Yeah, I should definitely read The Nightingale, b/c I'm also doing WWII. I've heard a lot about it. I also just found ebooks by Amanda Quick and Lauren Willig in my online library system, so I've got the beginnings of a reading list shaping up. :D


I also recommend All About Romance (https://allaboutromance.com/), which is what made me start reading romances in the first place. I used to read their reviews of D- and F-graded books just because those were funny, even though I wasn't into the genre at the time. After I finished all those reviews, I checked out the ones that gave books As, and some of those sounded so intriguing that I read the books.

LOL, I have this SF review site that I do exactly that with. It's funny how enjoyable bad reviews can be. Looks like a good site.


Honestly, my advice would be to read, read, read, as much romance as you can- particularly in the subgenre/s you're planning to write in (which sounds like romantic suspense and historical romance in your case?)

I fell into writing romance because I was in the middle of writing this great, sprawling, historical fantasy novel and it was killing me, so I decided to 'take a break' (lol) and 'write something nice, easy and lighthearted' (also lol). I think people make the mistake of thinking romance is easy to write because everyone knows how it ends- i.e. happily, but in fact it takes a lot of work to carry your readers through on that journey, and set up enough obstacles for them to overcome to make it satisfying, without making it impossible.

I've found 'romancing the beat' (which I think someone else mentioned) to be really helpful when I'm thinking about structure. Otherwise, just lots of reading, and remembering that your characters struggles need to be internal as well as external.

Hope that helps :)

I can well imagine what you mean about thinking it's light and it actually being a lot of work, but to tell the truth I've had a lot of fun so far. Dunno if I'm doing it wrong ;) but coming up with the crazy situation that brings my love-interests together was a lot of fun. There's still significant work I need to do, though, for instance he's not nearly as well fleshed-out as she is. Anyway...

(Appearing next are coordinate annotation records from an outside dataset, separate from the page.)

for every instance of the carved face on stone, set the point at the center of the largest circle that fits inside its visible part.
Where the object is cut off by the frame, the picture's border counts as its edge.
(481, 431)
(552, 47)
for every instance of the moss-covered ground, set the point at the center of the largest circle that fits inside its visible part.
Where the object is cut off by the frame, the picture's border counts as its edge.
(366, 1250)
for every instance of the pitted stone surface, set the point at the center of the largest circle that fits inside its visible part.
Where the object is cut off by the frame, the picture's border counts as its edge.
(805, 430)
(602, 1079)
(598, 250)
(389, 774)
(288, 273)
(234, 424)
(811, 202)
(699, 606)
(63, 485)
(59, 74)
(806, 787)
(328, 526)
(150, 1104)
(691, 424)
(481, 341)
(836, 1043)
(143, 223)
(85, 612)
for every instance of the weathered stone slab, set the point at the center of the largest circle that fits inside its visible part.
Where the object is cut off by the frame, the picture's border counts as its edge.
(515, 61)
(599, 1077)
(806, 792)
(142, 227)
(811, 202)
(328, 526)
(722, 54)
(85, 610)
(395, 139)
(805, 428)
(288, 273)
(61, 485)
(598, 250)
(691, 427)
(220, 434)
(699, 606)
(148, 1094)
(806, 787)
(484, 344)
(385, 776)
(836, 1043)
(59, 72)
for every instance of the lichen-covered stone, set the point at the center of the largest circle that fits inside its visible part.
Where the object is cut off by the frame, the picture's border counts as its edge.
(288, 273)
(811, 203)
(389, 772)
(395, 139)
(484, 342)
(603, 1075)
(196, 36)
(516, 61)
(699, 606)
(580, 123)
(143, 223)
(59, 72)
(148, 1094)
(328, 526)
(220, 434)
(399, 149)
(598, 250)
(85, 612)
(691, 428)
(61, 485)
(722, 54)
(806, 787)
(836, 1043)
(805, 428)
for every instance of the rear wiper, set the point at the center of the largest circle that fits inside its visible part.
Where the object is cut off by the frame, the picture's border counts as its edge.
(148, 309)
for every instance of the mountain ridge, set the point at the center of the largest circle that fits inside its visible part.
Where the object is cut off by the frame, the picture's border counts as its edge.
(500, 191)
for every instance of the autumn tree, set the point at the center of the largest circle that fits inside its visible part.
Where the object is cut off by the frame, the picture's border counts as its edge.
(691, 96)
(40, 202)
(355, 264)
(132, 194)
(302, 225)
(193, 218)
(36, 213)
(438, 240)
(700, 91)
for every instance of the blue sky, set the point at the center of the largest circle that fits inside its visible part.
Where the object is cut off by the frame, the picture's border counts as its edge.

I'll have a look around for Romancing the Beat, though it seems my library doesn't have it... and thanks again to all of you!

AW Admin
02-06-2019, 08:01 PM
I've moved the posts that turned into a detailed crit thread of triceretops blurb for a romance to this thread in QLH (https://absolutewrite.com/forums/showthread.php?340643-Moved-from-Romance-Discussion/page2).

Carrie in PA
02-07-2019, 07:56 PM
I'd also highly recommend talking to other romance authors. Do you have a local RWA chapter (https://www.rwa.org/Online/Get_Involved/Chapters.aspx)? You can attend 2 meetings for free to see if it's for you. I've found my affiliation with my local chapter to be absolutely invaluable, but it happens to be an outstanding chapter. I've learned so much through RWA because these people are *professional* to the nth degree and run the gamut from traditional to indie, clean to erotica, newbies to decades of experience. It can also serve as a reality check as to how this world really works, especially in your area.